- What skills did you have when you graduated?
I took a geography degree and then a masters in civic design at the University of Liverpool.
- What attracted you to planning?
Thinking of a career outside accountancy, the civil service or NHS management left few options. The clincher was a local plan meeting where one half objected to housing allocations in the green belt and the other asked for jobs not frogs.
- What did you learn in your first job?
I spent a year assessing the impact of a regional shopping centre only to learn that others have more influence - the Department of Transport directed refusal on highway grounds.
- What skills have you had to learn over your career?
The ability to retain facts, ignore the irrelevant ones and recall information gives me wide-ranging strengths in the art of town planning. This is handy when advising on complex schemes.

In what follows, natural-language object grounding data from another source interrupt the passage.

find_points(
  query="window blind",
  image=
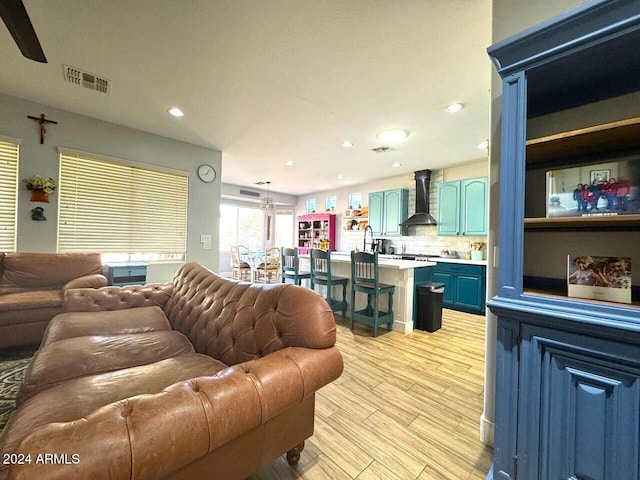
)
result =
(114, 208)
(8, 195)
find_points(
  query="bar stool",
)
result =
(290, 267)
(365, 278)
(321, 274)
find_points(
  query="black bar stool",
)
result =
(321, 274)
(365, 278)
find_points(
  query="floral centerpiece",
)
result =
(40, 187)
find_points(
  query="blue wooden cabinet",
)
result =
(567, 369)
(462, 207)
(125, 273)
(387, 210)
(464, 285)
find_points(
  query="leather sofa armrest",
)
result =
(116, 298)
(88, 281)
(203, 413)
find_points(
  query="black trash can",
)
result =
(429, 316)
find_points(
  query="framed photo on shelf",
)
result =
(599, 176)
(599, 278)
(605, 189)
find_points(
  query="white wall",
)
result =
(420, 239)
(95, 136)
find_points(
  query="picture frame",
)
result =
(599, 176)
(594, 190)
(599, 278)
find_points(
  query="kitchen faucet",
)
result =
(364, 242)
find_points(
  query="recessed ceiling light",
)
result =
(176, 112)
(393, 135)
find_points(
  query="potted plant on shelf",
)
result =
(40, 187)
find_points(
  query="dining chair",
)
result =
(321, 275)
(365, 278)
(291, 267)
(269, 267)
(240, 270)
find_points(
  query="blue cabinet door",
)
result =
(470, 292)
(473, 206)
(448, 208)
(376, 212)
(578, 414)
(395, 211)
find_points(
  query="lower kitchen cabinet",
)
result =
(464, 286)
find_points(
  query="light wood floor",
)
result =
(406, 407)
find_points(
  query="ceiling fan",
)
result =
(19, 25)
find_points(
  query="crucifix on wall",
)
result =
(42, 121)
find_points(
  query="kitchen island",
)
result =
(393, 271)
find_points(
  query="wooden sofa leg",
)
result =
(293, 455)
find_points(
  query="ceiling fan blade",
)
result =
(19, 25)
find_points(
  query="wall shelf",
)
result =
(591, 142)
(619, 222)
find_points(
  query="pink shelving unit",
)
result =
(314, 227)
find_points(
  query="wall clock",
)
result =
(206, 173)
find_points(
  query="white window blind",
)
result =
(121, 209)
(8, 195)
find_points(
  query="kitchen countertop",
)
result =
(459, 260)
(384, 261)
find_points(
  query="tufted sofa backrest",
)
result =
(235, 322)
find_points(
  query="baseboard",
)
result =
(486, 431)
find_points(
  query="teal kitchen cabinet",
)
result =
(464, 288)
(462, 207)
(464, 285)
(387, 210)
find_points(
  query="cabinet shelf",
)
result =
(563, 294)
(594, 142)
(606, 221)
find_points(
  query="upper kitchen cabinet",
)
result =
(387, 210)
(462, 207)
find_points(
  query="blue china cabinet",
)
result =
(567, 368)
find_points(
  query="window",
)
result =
(311, 205)
(8, 195)
(355, 200)
(127, 211)
(285, 229)
(241, 226)
(331, 203)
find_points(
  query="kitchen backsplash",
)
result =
(423, 239)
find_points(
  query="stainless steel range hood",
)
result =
(422, 216)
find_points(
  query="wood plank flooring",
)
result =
(406, 407)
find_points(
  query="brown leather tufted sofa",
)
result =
(206, 377)
(31, 289)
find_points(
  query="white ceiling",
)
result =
(267, 81)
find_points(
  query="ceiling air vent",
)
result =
(382, 149)
(86, 79)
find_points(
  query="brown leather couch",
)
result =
(206, 377)
(31, 289)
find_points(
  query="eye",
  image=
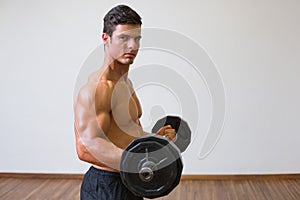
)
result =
(137, 39)
(123, 37)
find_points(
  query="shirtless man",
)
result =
(107, 110)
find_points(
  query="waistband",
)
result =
(103, 172)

- What or who have been the biggest influences on your career?
A crisp thirst and hunger to absorb the job that I enjoy doing. My wife bemoans my reading Planning on a Friday evening over a glass of Wolf Blass 2004.
- What is your career highlight?
Perhaps the most significant was seeing my name in a major SERPLAN report on regional shopping centre provision around the M25, which shaped the first version of PPG6.
- What have you learnt outside work that has influenced you?
A general interest in the countryside, nature, gardening and the ability to find peace and quiet.
- What further skills do you aim to attain or develop?
I began fly-fishing at the age of 40 and I would like to learn how to spot the best locations in a fast-moving river in which to cast the fly.
- How important is it to keep abreast of developments in allied professions?
No matter which aspect of planning you work in, to ignore the influence and contribution of other professions is disrespectful and potentially downright dangerous.